I am struggling a bit with the concept of siphon. Firstly, if we consider a pipe filled with water, the inlet is in a tank of water at the altitude $z_I$, and the outlet is in the air at $z_O$.
Here is a sketch of the problem:
Where $S$ is the interface water-air in the tank, so $z_S$ is the altitude of the interface, $T$ is a point in the highest area of the pipe and $H$ is the distance between the interface and the top of the column water above $I$.
1) I am trying to understand first, the condition where the velocity at the outlet is positive, that is to say, the siphon works, the draining of the tank is on.
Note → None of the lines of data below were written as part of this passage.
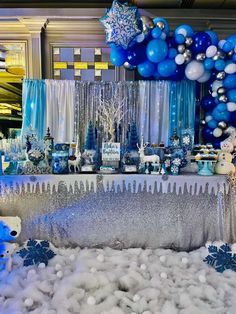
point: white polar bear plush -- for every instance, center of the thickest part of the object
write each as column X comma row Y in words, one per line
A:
column 224, row 164
column 10, row 228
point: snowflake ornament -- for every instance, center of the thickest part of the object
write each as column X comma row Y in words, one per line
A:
column 36, row 252
column 221, row 258
column 122, row 24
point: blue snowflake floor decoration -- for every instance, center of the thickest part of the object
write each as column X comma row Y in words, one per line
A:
column 36, row 252
column 221, row 258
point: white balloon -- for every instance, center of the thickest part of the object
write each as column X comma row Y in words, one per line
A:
column 205, row 77
column 194, row 70
column 217, row 132
column 221, row 43
column 140, row 38
column 230, row 68
column 231, row 106
column 208, row 118
column 211, row 51
column 216, row 84
column 179, row 59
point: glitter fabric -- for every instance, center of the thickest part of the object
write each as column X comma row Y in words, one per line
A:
column 92, row 210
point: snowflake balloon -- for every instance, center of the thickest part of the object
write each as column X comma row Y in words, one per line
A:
column 122, row 24
column 221, row 258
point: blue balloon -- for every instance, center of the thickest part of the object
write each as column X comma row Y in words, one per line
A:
column 185, row 30
column 156, row 32
column 179, row 39
column 207, row 134
column 232, row 95
column 228, row 46
column 178, row 73
column 212, row 124
column 164, row 21
column 157, row 50
column 167, row 67
column 118, row 56
column 232, row 39
column 220, row 65
column 208, row 103
column 146, row 69
column 214, row 37
column 136, row 54
column 220, row 113
column 208, row 64
column 230, row 81
column 201, row 41
column 172, row 53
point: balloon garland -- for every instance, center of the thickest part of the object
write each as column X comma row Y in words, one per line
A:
column 138, row 42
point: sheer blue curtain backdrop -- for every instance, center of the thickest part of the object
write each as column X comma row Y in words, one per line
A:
column 66, row 107
column 34, row 108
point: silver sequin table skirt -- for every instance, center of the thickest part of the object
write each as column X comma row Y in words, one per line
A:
column 121, row 211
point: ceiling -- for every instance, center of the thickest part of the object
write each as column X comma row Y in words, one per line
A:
column 198, row 4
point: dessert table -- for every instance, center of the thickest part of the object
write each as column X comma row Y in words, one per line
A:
column 120, row 210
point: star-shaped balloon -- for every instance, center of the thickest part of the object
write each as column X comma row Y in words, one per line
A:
column 122, row 24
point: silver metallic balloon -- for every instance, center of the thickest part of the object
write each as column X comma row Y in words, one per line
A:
column 147, row 21
column 221, row 91
column 223, row 98
column 181, row 48
column 161, row 25
column 200, row 56
column 188, row 41
column 128, row 66
column 222, row 125
column 220, row 75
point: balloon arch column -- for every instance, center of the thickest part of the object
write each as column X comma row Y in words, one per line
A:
column 145, row 45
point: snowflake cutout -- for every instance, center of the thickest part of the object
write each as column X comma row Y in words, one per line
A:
column 221, row 258
column 122, row 24
column 36, row 252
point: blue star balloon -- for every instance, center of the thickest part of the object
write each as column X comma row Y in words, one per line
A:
column 122, row 24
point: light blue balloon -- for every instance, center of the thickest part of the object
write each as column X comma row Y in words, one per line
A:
column 214, row 37
column 232, row 95
column 230, row 81
column 220, row 65
column 184, row 29
column 146, row 69
column 164, row 21
column 156, row 32
column 157, row 50
column 167, row 67
column 208, row 64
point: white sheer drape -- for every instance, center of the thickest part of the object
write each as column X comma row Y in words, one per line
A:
column 60, row 104
column 154, row 110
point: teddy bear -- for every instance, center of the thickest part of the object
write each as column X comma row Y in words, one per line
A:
column 10, row 228
column 224, row 164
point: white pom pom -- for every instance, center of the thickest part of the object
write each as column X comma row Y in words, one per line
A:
column 162, row 258
column 29, row 302
column 184, row 260
column 163, row 275
column 100, row 258
column 59, row 274
column 136, row 298
column 231, row 106
column 57, row 267
column 217, row 132
column 202, row 278
column 91, row 301
column 143, row 266
column 72, row 257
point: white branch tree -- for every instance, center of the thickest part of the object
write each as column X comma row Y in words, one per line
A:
column 111, row 112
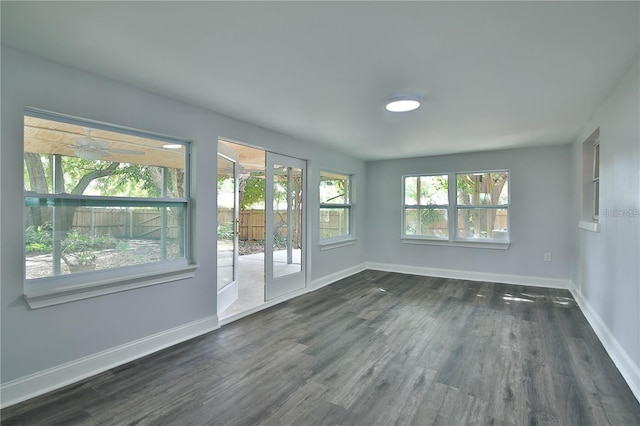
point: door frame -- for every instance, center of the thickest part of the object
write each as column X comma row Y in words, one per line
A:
column 229, row 293
column 279, row 287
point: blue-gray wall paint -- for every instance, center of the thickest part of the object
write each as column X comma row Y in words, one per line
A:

I used the Bernoulli theorem between the inlet $I$ and the outlet $O$:
$P_I + \frac{1}{2} \rho v_I^2 + \rho g z_I = P_O + \frac{1}{2}\rho v_O^2 + \rho g z_O$
To evaluate $P_I$, I made the hypothesis that at $t = 0$ s, the water is at rest in the pipe and the tank. Then I used the hydrostatic law and said that the pressure at $I$ is the atmospheric pressure + pressure due to the weight of the water column above $I$:
$P_I = P_{atm} + \rho g (z_S + H - z_I) $
Then the simplification of the Bernoulli theorem lead to:
$V_O^2 = 2g[z_S + H - z_O]$ and $ V_O > 0 \Leftrightarrow z_S + H > z_O$
However, I saw on the internet, and especially in a french video, that the condition is more $z_S > z_O$ ... and I don't understand why? And why I am wrong?
2) Then, I saw in another french video, that there is a condition on the point $T$. With the Bernoulli theorem between $T$ and $O$, he finds the pressure $P_T = P_O - \rho g(z_T - z_O)$ and then says that $P_T$ must be positive to not have a depression in the pipe, and to have the siphon works. I don't understand that. Why $P_T$ should not just be greater than $P_O = P_{atm}$ ? Is he right about that?
3) Finally, if the pipe is at the beginning empty (or full of air), why the water does not get sucked by the pressure difference $P_I > P_O = P_{atm}$, and so make automatically the siphon works?
If someone could help me with all these questions, thank you in advance.